Monitoring Program Design
The monitoring program for each RAMP component (climate and hydrology, water quality, benthic invertebrate communities, sediment quality, fish populations, and water quality in acid-sensitive lakes) is designed with consideration of the following factors:
Sampling station selection and sampling design. Sampling is conducted at locations that may be influenced by oil sands projects and at locations that are uninfluenced by major human development (baseline areas). The network of stations or sampling areas is designed to include a wide variety of environmental conditions found in the oil sands area. Some stations are included because monitoring at specific locations is required by regulatory approvals.
Sampling protocol. Equipment, sampling methods, timing of sampling, and sample handling procedures are standardized as much as possible to ensure comparability of results between stations and from year to year.

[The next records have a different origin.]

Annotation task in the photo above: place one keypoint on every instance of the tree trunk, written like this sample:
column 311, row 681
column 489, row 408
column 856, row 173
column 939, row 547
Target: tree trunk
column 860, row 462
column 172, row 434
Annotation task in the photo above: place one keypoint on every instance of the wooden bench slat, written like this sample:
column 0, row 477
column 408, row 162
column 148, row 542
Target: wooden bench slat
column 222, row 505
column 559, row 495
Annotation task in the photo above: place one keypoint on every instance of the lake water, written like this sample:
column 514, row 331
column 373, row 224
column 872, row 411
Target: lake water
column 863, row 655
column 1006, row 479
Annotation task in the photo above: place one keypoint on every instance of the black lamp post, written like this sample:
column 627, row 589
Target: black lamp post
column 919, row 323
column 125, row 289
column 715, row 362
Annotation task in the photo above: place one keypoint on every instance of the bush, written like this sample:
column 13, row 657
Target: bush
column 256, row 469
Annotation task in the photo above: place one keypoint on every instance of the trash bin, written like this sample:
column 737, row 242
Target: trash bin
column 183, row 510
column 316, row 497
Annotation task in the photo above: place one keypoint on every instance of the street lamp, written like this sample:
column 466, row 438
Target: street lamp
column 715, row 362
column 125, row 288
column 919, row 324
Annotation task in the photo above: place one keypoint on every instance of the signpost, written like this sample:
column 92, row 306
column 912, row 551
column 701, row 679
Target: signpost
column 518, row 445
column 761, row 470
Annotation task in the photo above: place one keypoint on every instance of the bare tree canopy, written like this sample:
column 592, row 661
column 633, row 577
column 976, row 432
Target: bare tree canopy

Measurement endpoints, criteria for determining effects, and analytical approach. RAMP monitors a high number of environmental variables each year. Although all variables are evaluated, there is a smaller number of key variables, or measurement endpoints, that RAMP focuses on for in-depth analyses and assessment of effects. Effects are assessed by comparing measured values of these variables with the range of natural values measured in baseline areas, with guidelines established by government agencies, or with historical data. Statistical procedures are used by some components to explore and analyze data.
The monitoring program for each component is updated annually by the RAMP Technical Program Committee in response to findings and changes in oil sands development. Additional information on the design of each component can be found in the RAMP Technical Design and Rationale document and the annual RAMP technical reports.